Priority in the discovery of microorganisms by a Dutch amateur naturalist Antonio Levenguk .A cloth merchant Leeuwenhoek fond grinding of glasses and brought the art to perfection by designing a microscope would allow the subjects discussed 300 times. By studying the different objects under a microscope (rain water, infusions, plaque, blood, feces, semen), A. Leeuwenhoek saw the smallest animals, whom he called animalkulyus. His observations A. Leeuwenhoek regularly reported to the Royal Society, and the v1695 was compiled in the book "Secrets of Nature, open Anthony Leeuwenhoek."
In Micrographia (1665), Hooke presented the first published depiction of a microganism, the microfungus Mucor. Later, Leeuwenhoek observed and described microscopic protozoa and bacteria. These important revelations were made possible by the ingenuity of Hooke and Leeuwenhoek in fabricating and using simple microscopes that magnified objects from about 25-fold to 250-fold. After a lapse of more than 150 years, microscopy became the backbone of our understanding of the roles of microbes in the causation of infectious diseases and the recycling of chemical elements in the biosphere.
Robert Hooke first used the microscope for the study of plant and animal tissues. Studying the cut made from cork and core elder, R. Hooke said that the composition of their introduces a number of very small structures, similar in shape to the cell honeycomb. He gave them the name of the cell or cells
he did make a major contribution to microbiology in 1668 by disproving the Theory of Spontaneous Generation (also known as abiogenesis). He did this by proving maggots come from flies laying eggs. This took two separate experiments due to skeptics.
The first time around Redi put rotten meat in six jars. He covered three of the jars and left three open to the air. The three open to the air produced maggots because the flies could lay their eggs there.

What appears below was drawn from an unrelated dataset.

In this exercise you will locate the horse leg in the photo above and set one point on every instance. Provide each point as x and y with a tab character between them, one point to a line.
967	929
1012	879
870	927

The covered jars did not because flies were not able to enter the jars. However, supporters of Spontaneous Generation claimed that it was lack of open air to the meat not egg-laying flies.
In response to the skeptics, Redi prepared a second trial. This time he covered three jars with a fine net and left the other three open to the air again. This left the jars covered by the net open to the air but prevented flies from entering the jars. Just as he had proved earlier when flies were prevented from entering the jars to lay eggs no maggots appeared. Francesco Redi performed some of the key early experiments showing thatspontaneous generation of life did not take place. His experiments showed that maggots would only occur in rotting meat if flies could land on it
Lazzaro Spallanzani repeated John Needham's experiment in which nutrient fluids (Chicken broth) was put into a sealed flask then heated. The nutrient medium could be stored and microoganisms did not arise from it. This experiment disproved the Spontaneous Generation and paved the way for Pasteur's research. Spallanzani was largely criticised under claims that microorganisms needed oxygen to survive. He was also a pioneer in the fertilization an experiment which he produced with frogs.
Girolamo FracastoroIn his main work "On Contague about contagious diseases and treatment," he suggested that epidemics are caused by tiny particles ("seed"), carried by the patient through direct, indirect (or visual) contact. "Seeds" in terms of it closer to the atomistic or chemical elements than to the living beings.
The name for syphilis is derived from Fracastoro's 1530 epic poem in three books, Syphilis sive morbus gallicus ("Syphilis or The French Disease"), about a shepherd boy named Syphilus who insulted the sun god of Haiti and was punished by that god with a horrible disease. The poem suggests using mercury and "guaiaco" as a cure. His 1546 book (De contagione -- "On Contagion") also gave the first description for typhus. The collected works of Fracastoro appeared for the first time in 1555.
1836: Theodor Schwann (1810-1882) helped develop the cell theory of living organisms, namely that that all living organisms are composed of one or more cells and that the cell is the basic functional unit of living organisms.